[Date Prev][Date Next][Thread Prev][Thread Next][Date Index][Thread Index]
Re: [JDEV] Character Encodings and Languages thread
> Sorry, but this is nonsense. We are *only* talking about CDATA here,
> that is 8 bit bytes. The XML parser simply pulls these out without
> interpretation (apart from escaped characters) and gives them to you.
> (Well, at least that's what my XML parser does!). I am free to
> interpret those bytes in anyway I chose. The encoding is only relevant
> to the rendering software, it has nothing to do with the parser at
> all. Implementing it is essentially trivial.
Take a look at http://www.w3.org/TR/1998/REC-xml-19980210#sec-guessing
It sure doesn't sound or look trivial, and I couldn't expect any XML
parser to attempt to do that at the start of every <![CDATA[ block, and
they might have a problem finding the end of the CDATA block depending on
how the bits are laid out(as in a non-8bit encoding might accidentically
be bit indentical to the 8bit ]]> which would be disasterous).
As others have mentioned, mixing character encodings is a path that hasn't
fared well in other places and likely a bad idea here.
> This doesn't help at all. What I want to be able to do is to
> communicate with my friends in Korea in korean, my friends in japan in
> Japanese and use English here. I want to do this over a single message
> stream. Not everyone will have UTF-8 support on their machines.

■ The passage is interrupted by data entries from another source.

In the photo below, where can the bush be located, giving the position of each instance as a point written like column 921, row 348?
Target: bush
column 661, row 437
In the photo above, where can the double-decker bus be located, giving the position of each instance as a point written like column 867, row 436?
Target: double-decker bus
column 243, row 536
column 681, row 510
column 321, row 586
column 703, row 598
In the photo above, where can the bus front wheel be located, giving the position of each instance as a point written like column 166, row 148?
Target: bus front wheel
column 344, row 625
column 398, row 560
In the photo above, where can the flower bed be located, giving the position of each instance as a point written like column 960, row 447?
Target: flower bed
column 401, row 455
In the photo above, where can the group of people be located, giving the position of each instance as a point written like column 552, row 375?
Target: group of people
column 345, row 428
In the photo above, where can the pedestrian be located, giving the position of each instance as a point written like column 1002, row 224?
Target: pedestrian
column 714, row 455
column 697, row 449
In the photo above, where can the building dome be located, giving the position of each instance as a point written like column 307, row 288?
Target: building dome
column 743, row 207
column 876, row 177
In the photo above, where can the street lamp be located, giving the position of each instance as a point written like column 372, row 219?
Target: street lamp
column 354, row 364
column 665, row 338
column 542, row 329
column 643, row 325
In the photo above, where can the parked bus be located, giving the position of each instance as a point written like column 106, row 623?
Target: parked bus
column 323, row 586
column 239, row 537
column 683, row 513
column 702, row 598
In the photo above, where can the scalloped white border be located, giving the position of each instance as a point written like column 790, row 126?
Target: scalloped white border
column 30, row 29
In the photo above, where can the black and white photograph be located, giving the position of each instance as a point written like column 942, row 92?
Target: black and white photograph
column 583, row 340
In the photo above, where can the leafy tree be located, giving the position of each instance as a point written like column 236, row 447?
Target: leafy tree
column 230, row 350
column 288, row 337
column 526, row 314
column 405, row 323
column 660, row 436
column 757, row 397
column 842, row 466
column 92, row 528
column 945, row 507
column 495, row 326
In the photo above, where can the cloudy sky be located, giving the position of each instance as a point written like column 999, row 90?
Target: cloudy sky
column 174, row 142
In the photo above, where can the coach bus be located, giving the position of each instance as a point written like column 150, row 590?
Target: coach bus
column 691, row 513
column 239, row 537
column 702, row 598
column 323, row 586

Well, if they don't have UTF-8 they don't have XML since it's required of
all XML parsers to understand.
What I'm really wondering here is, this is just character encodings,
correct? I mean, all the same characters are still there in ANY
encoding(unless it's a severly restricted one), they are just encoded
differently. If it's all UTF-8 you can still do all of the korean,
japanese, english, etc, characters just fine, they are just encoded in
UTF-8. It's just a language and font display issue at that point. So
what is the problem with using the XML-forced UTF-8 encoding?
Jer